Yes, and even the adamant old banker in Paris, crabbed, stern, unrelenting to his debtors—shivered in his boots and ended in signing away half his fortune to her, and moved his family into a permanent chateau in the country, where he keeps himself busy with his shooting and his books.


As it grows late, the taverne becomes more and more animated.

Every one is talking and having a good time. The room is bewildering in gay color, the hum of conversation is everywhere, and as there is a corresponding row of tables across the low, narrow room, friendly greetings and often conversations are kept up from one side to the other. The dinner, as it progresses, assumes the air of a big family party of good bohemians. The French do not bring their misery with them to the table. To dine is to enjoy oneself to the utmost; in fact the French people cover their disappointment, sadness, annoyances, great or petty troubles, under a masque of “blague,” and have such an innate dislike of sympathy or ridicule that they avoid it by turning everything into “blague.”

This veneer is misleading, for at heart the French are sad. Not to speak of their inmost feelings does not, on the other hand, prevent them at times from being most confidential.

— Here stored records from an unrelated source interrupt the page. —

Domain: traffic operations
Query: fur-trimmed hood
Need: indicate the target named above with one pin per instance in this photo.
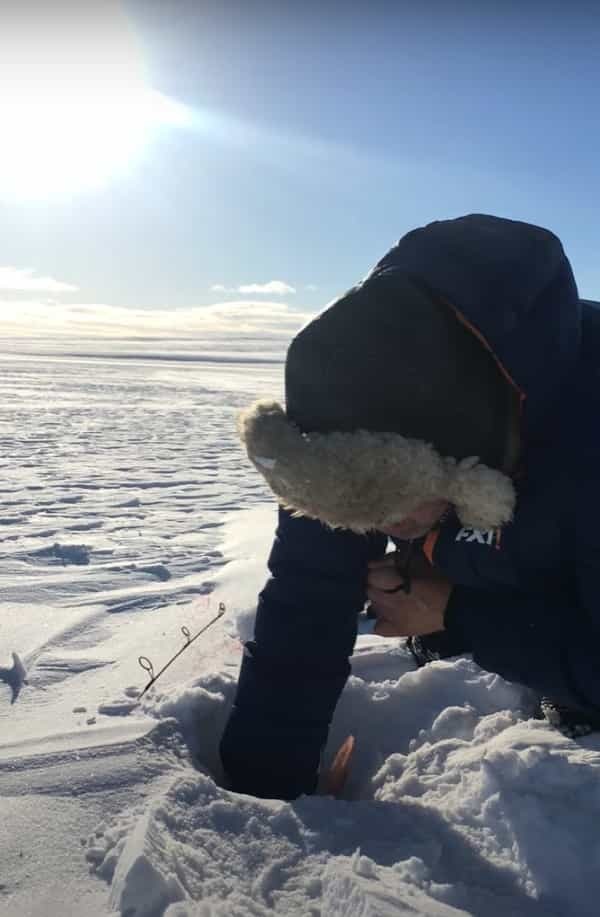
(514, 288)
(363, 480)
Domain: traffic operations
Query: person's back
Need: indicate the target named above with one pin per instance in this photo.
(465, 340)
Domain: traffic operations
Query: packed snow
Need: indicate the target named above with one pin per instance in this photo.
(129, 512)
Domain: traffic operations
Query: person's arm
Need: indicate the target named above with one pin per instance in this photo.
(294, 670)
(548, 641)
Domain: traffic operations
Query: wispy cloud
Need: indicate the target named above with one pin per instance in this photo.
(272, 288)
(242, 326)
(24, 280)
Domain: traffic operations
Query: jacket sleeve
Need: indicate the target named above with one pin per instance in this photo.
(549, 641)
(294, 670)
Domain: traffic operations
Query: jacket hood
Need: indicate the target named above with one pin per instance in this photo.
(513, 283)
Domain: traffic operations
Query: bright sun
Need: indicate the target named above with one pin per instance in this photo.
(75, 108)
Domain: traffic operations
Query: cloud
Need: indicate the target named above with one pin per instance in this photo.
(239, 326)
(272, 288)
(22, 280)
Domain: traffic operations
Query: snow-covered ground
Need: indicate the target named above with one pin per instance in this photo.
(128, 511)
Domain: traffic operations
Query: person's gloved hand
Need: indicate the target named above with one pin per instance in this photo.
(399, 614)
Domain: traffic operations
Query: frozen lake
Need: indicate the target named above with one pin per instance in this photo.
(128, 510)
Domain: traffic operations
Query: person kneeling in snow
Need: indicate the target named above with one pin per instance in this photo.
(449, 401)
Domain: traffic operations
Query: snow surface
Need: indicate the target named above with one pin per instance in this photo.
(129, 511)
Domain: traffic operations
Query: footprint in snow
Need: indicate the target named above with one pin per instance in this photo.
(15, 676)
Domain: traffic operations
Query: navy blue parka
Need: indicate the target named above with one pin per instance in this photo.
(527, 604)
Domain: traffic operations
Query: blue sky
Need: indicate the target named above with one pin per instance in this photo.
(319, 135)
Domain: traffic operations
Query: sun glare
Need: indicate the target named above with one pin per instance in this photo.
(75, 109)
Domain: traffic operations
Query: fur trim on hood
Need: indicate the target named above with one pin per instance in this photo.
(362, 480)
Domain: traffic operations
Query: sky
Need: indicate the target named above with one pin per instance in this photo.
(292, 145)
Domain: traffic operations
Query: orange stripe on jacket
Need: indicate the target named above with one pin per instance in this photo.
(429, 545)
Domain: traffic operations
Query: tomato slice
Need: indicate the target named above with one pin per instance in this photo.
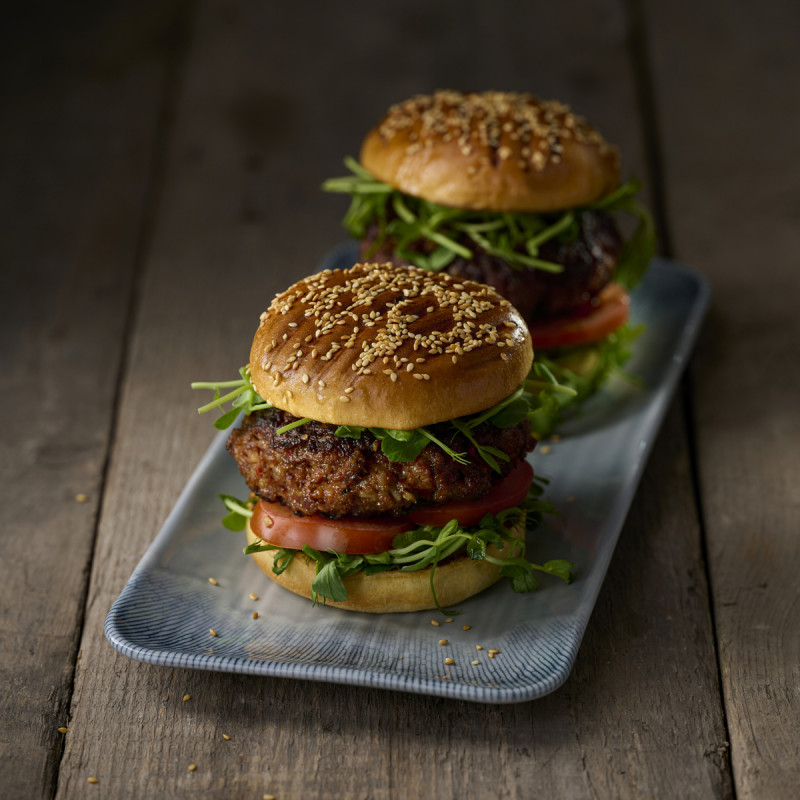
(611, 313)
(510, 492)
(277, 525)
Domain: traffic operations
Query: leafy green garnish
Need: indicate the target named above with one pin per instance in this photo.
(405, 446)
(243, 397)
(422, 547)
(239, 512)
(427, 546)
(451, 232)
(581, 370)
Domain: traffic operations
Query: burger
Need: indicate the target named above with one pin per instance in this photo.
(384, 440)
(520, 194)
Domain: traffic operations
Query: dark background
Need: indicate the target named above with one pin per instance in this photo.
(160, 165)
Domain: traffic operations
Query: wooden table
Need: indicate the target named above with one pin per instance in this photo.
(160, 173)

Often, the merest exchange of courtesies between those sharing the same compartment in a train, or a seat on a “bus,” seems to be a sufficient introduction for your neighbor to tell you where he comes from, where he is going, whether he is married or single, whom his daughter married, and what regiment his son is in. These little confidences often end in his offering you half his bottle of wine and extending to you his cigarettes.